Но, убиваясь и оплакивая в одиночестве свою бесплодность, она неудержимо толстела.
К скромному жалованью своему Мирон Мироныч прирабатывал немного в тех случаях, когда его посылали определять убытки при маловажных пожарах. Тогда каждому хозяину хотелось, чтобы в протоколе осмотра сгоревшего было гораздо больше, чем на самом деле, и для достижения этого под протокол подсовывалась та или иная кредитка, но очень жалких качеств.
И Феона Петровна не тратила денег на пустяки: она хозяйничала толково, аккуратно, ретиво и с полным пониманием своего дела.
III
Есть иранская пословица: "Время - отец чудес"... Но время летело над домиком Мирона Мироныча, чудес же от него не было.
Может быть, они и хотели иногда проникнуть в какое-либо из пяти окошек этого обиталища, но остановились перед несокрушимой стеною безулыбочности и расчетливости, как известно не допускающей никаких чудес.
Даже когда Феона Петровна, не в меру располневшая и засыпавшая почему-то только на левом боку, вскакивала среди ночи от перебоев сердца и начинала жаловаться на страшные сны, Мирон Мироныч спрашивал несочувственно:
- Что же ты все-таки такое страшное видишь?
- Да все их же поганых, чертей! - стонала Феона Петровна.
- Гм... И что же они?.. Как же?
- Да все гонятся за мною и гонятся, гонятся и гонятся, проклятые!
- А догнать, значит, они тебя не могут?
- От них какое же еще спасенье? Возьму да проснусь со страху!
- И как же у них - все, стало быть, явственно? И рожки и хвосты видно?
- Ну, а как же еще?
Мирон Мироныч добросовестно думал минут десять, и, когда супруга вновь уже засыпала, кое-как устроившись на правом боку, он объяснял ей серьезно и спокойно:
- Это, наверно, козлы какие-нибудь тебе снились.
Тогда Феона Петровна обижалась и на то, что он ее разбудил снова, и на то, что не поверил в ее опытность, и ворчала:
- Ну вот - что я их, отличать, что ли, не умею?.. Городит черт-те что-о: коз-лы-ы!.. Пусть ты меня такой уж из дур дурой считаешь, однако ж рукавов я еще пока не жую!..

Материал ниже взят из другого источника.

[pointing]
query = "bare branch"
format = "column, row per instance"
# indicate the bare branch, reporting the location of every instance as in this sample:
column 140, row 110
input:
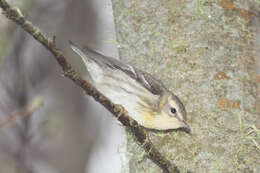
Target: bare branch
column 118, row 111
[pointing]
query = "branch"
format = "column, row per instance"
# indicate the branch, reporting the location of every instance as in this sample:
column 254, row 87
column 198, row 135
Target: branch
column 118, row 111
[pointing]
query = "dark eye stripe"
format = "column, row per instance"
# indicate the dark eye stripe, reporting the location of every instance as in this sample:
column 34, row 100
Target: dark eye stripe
column 173, row 110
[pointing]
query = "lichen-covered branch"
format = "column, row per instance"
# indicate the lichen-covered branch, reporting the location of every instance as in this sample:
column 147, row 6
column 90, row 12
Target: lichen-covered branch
column 118, row 111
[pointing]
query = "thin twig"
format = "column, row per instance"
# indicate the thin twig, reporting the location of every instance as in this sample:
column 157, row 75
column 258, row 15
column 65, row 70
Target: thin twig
column 34, row 105
column 118, row 111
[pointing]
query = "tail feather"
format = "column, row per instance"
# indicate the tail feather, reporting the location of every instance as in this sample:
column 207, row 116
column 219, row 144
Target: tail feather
column 93, row 67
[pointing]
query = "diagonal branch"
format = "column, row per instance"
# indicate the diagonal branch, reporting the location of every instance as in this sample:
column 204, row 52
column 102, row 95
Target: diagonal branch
column 118, row 111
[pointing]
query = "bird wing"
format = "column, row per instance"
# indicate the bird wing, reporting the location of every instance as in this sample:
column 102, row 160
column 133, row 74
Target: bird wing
column 149, row 82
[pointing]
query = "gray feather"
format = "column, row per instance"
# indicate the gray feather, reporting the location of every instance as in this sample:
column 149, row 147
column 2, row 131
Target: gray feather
column 148, row 81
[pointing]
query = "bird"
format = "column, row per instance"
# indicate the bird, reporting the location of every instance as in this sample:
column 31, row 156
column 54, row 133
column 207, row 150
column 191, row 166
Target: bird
column 146, row 99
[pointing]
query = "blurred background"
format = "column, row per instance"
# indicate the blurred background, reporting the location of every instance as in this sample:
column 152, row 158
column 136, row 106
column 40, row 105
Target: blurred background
column 62, row 130
column 206, row 51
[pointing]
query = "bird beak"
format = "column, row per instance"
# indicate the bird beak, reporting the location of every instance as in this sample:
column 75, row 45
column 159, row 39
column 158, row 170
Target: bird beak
column 186, row 128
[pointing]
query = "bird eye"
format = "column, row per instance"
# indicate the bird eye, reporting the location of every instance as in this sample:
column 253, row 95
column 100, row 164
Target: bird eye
column 173, row 110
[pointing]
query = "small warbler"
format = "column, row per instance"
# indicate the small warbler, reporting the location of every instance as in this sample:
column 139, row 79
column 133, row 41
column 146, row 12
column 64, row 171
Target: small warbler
column 145, row 98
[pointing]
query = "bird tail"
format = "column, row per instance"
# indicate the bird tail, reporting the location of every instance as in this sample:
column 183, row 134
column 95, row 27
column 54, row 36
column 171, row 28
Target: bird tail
column 93, row 67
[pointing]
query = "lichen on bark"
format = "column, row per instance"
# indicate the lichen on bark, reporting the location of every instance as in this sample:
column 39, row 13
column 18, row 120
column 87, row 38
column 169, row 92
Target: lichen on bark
column 204, row 51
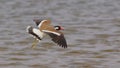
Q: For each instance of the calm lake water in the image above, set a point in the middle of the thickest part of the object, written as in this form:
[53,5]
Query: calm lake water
[92,31]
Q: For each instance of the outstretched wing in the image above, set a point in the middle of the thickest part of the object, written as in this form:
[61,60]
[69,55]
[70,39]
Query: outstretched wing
[57,38]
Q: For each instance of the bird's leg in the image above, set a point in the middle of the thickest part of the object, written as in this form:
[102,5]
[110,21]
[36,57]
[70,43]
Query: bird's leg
[34,43]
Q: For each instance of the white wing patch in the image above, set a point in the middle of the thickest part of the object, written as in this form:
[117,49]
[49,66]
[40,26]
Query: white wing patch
[51,32]
[41,23]
[38,32]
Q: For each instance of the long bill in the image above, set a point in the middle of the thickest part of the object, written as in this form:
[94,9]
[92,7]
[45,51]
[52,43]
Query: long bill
[34,44]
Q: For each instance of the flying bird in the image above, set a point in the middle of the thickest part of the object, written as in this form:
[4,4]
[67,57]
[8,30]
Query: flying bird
[45,28]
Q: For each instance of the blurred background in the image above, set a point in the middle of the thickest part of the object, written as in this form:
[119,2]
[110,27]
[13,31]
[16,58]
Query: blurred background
[92,31]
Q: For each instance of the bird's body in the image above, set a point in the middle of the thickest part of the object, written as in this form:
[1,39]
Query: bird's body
[45,27]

Сам же Мирон Мироныч или совсем не видал снов, или забывал их бесповоротно тут же, как просыпался. Он не хотел придавать значения снам: он находил, что и без снов жизнь достаточно загадочна и требует всегда неусыпных забот и размышлений: где и как, например, обойти? С какой поспешностью отступить? Как и чем отклонить грозящую неприятность: молчаливостью, вежливым ли поклоном, или же положиться на проворство ног?
И когда началась внезапно и грозно мировая война, он присвистнул тихо и сказал озабоченно:
- Ну вот и на тебе!.. Опять война... Давно ли была с японцем, теперь с немцами!.. Хорошего от этой истории я ничего не жду!
Война же лично его не касалась: как раз перед войною в апреле месяце ему исполнилось сорок три года, так что и в ополченцы его взять не могли.
Газет никогда не читал он раньше, не читал и теперь, а в телеграммах, расклеенных на улицах, он сначала удивлялся тому, сколько пленных берут наши армии и сколько орудий и пулеметов. Привыкший иметь дело с жилыми домами, которые большей частью и страховались в их агентстве, он сначала изумлялся: куда же денут такую уйму пленных, например девяносто тысяч?..
Он говорил Феоне Петровне ошеломленно:
- Ты пойми: ведь для них три таких города надо построить, как наш, чтобы их разместить только!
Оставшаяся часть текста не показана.